Dès le départ de la Croisade, en septembre-octobre 1096, le clos-aux-juifs rouennais fut envahi et leurs habitants massacrés. Presque contemporain de l’événements, l’abbé Guibert de Nogent raconte que les Croisés rouennais se mirent un jour à relever la contradiction qu’il y avait à franchir de longues distances pour attaquer les ennemis de Dieu vers l’Orient, alors que les juifs, qui, de tous les peuples, sont les pires ennemis de Dieu, se trouvent devant nos yeux. Ceci équivaut à accomplir notre tâche à l’envers. Sur quoi, les Croisés emmenèrent de force les juifs dans un certain lieu de culte (…) et, sans distinction d’âge ou de sexe, les passèrent par les armes. Seuls y échappèrent ceux qui acceptèrent de se convertir. Un garçon, connu comme Guillaume le Juif, fut capturé par un noble, baptisé et élevé dans la religion chrétienne. Il devint moine à l’abbaye Saint-Germain-de-Fly et, abandonnant l’hébreu qui avait été sa première langue, rédigea même un traité en latin contre les juifs. Il est probable que, lors du pogrom de 1096, la synagogue et les institutions culturelles des juifs de Rouen ont été soit détruites, soit réaffectées à l’usage des chrétiens.
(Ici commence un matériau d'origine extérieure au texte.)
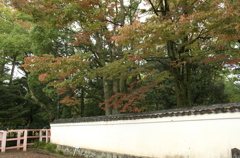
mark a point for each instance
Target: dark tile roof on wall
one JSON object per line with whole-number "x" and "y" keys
{"x": 197, "y": 110}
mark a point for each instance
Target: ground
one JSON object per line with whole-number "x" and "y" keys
{"x": 32, "y": 153}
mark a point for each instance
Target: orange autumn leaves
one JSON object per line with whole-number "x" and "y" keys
{"x": 57, "y": 72}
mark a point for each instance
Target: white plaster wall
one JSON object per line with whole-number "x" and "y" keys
{"x": 194, "y": 136}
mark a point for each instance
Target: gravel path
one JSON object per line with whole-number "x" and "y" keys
{"x": 31, "y": 153}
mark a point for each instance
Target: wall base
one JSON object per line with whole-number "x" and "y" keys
{"x": 87, "y": 153}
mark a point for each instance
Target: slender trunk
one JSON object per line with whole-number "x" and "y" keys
{"x": 107, "y": 95}
{"x": 82, "y": 103}
{"x": 13, "y": 69}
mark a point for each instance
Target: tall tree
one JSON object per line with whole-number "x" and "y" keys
{"x": 183, "y": 34}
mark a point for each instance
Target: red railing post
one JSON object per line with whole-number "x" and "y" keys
{"x": 40, "y": 136}
{"x": 19, "y": 140}
{"x": 25, "y": 140}
{"x": 3, "y": 138}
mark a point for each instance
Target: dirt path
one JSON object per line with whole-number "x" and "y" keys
{"x": 31, "y": 153}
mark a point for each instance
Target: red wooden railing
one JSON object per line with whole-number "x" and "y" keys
{"x": 22, "y": 134}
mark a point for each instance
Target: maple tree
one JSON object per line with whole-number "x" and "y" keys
{"x": 183, "y": 34}
{"x": 118, "y": 50}
{"x": 94, "y": 37}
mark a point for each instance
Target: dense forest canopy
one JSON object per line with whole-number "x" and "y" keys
{"x": 93, "y": 57}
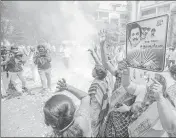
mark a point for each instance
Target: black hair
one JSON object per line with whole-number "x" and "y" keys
{"x": 133, "y": 26}
{"x": 100, "y": 71}
{"x": 153, "y": 30}
{"x": 59, "y": 113}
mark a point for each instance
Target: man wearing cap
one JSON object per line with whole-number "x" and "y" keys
{"x": 14, "y": 67}
{"x": 43, "y": 61}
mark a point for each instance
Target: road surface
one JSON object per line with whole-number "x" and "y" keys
{"x": 23, "y": 116}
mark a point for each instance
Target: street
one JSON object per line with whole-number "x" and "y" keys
{"x": 23, "y": 116}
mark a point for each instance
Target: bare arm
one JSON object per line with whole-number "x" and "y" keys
{"x": 48, "y": 57}
{"x": 78, "y": 93}
{"x": 97, "y": 61}
{"x": 105, "y": 60}
{"x": 97, "y": 55}
{"x": 167, "y": 116}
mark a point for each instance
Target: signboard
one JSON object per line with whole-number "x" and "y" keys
{"x": 145, "y": 122}
{"x": 146, "y": 43}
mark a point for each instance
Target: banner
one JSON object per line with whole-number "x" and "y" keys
{"x": 146, "y": 43}
{"x": 145, "y": 122}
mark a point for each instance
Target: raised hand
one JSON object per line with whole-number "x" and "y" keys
{"x": 157, "y": 89}
{"x": 122, "y": 65}
{"x": 102, "y": 35}
{"x": 61, "y": 85}
{"x": 95, "y": 48}
{"x": 91, "y": 51}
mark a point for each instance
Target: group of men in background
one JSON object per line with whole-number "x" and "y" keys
{"x": 12, "y": 67}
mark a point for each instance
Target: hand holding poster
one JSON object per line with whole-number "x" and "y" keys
{"x": 146, "y": 43}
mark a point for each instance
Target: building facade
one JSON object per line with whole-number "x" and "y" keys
{"x": 149, "y": 9}
{"x": 114, "y": 13}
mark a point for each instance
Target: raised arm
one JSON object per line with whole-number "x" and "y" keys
{"x": 96, "y": 53}
{"x": 104, "y": 58}
{"x": 62, "y": 85}
{"x": 97, "y": 61}
{"x": 167, "y": 113}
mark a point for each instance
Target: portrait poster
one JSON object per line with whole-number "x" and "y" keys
{"x": 146, "y": 43}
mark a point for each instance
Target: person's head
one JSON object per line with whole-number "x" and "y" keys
{"x": 153, "y": 30}
{"x": 14, "y": 49}
{"x": 41, "y": 48}
{"x": 135, "y": 33}
{"x": 99, "y": 72}
{"x": 161, "y": 79}
{"x": 59, "y": 113}
{"x": 172, "y": 71}
{"x": 19, "y": 55}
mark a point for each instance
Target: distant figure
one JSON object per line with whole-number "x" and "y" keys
{"x": 43, "y": 61}
{"x": 153, "y": 31}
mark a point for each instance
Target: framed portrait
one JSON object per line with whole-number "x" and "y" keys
{"x": 146, "y": 43}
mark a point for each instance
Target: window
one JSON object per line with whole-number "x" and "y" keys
{"x": 163, "y": 9}
{"x": 149, "y": 12}
{"x": 114, "y": 21}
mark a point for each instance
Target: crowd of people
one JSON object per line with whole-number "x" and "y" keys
{"x": 13, "y": 60}
{"x": 125, "y": 110}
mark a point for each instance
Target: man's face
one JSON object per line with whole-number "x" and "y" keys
{"x": 94, "y": 73}
{"x": 135, "y": 37}
{"x": 41, "y": 49}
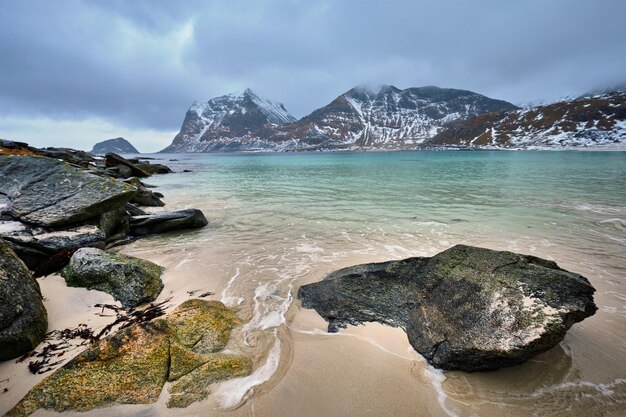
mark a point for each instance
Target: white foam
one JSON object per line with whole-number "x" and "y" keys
{"x": 604, "y": 389}
{"x": 183, "y": 262}
{"x": 266, "y": 295}
{"x": 225, "y": 299}
{"x": 318, "y": 332}
{"x": 437, "y": 377}
{"x": 234, "y": 391}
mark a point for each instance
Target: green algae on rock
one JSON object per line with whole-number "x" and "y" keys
{"x": 48, "y": 192}
{"x": 131, "y": 366}
{"x": 132, "y": 281}
{"x": 23, "y": 318}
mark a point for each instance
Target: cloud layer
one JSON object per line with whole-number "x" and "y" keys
{"x": 136, "y": 66}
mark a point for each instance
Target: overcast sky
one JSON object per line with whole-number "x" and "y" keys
{"x": 73, "y": 73}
Des chroniqueurs contemporains comme Hugues de Flavigny ou Sigebert de Gembloux confirment que des pogroms comparables ont eu lieu un peu partout en France et en Allemagne, à Metz, Trèves, Cologne, Mayence, Prague et Ratisbonne.
Les persécutions rouennaises semblent s’être interrompues après le départ de la Croisade. En 1098 ou 1099, les juifs de Rouen qui avaient échappé au massacre supplièrent le roi Guillaume le Roux, qui assurait l’intérim de son frère Robert Courteheuse, d’accepter que les convertis de force reviennent à leur foi originelle. Ce que le roi accepta volontiers… moyennant finances.
Dès le règne d’Henri Ier Beauclerc (1100-1135), les juifs d’Angleterre et de Normandie eurent à nouveau le droit de posséder des terres, des revenus, des hypothèques, des biens matériels, d’avoir leurs tribunaux largement indépendants (sauf en cas de crimes), de jouir de toutes leurs libertés et coutumes et de vivre selon les préceptes de la loi juive. Cela ressort de la charte octroyée en 1201 par le roi Jean Sans Terre, qui ne fait que confirmer aux juifs de son royaume le droit de tenir de nous tout ce qu’ils tenaient du roi Henri, le père de notre grand-père. Parmi les droits énumérés dans cette charte, on trouve une exonération de tous les droits de péage et de douane, qui souligne le rôle que les juifs rouennais jouaient dans le commerce maritime entre l’Angleterre et la France.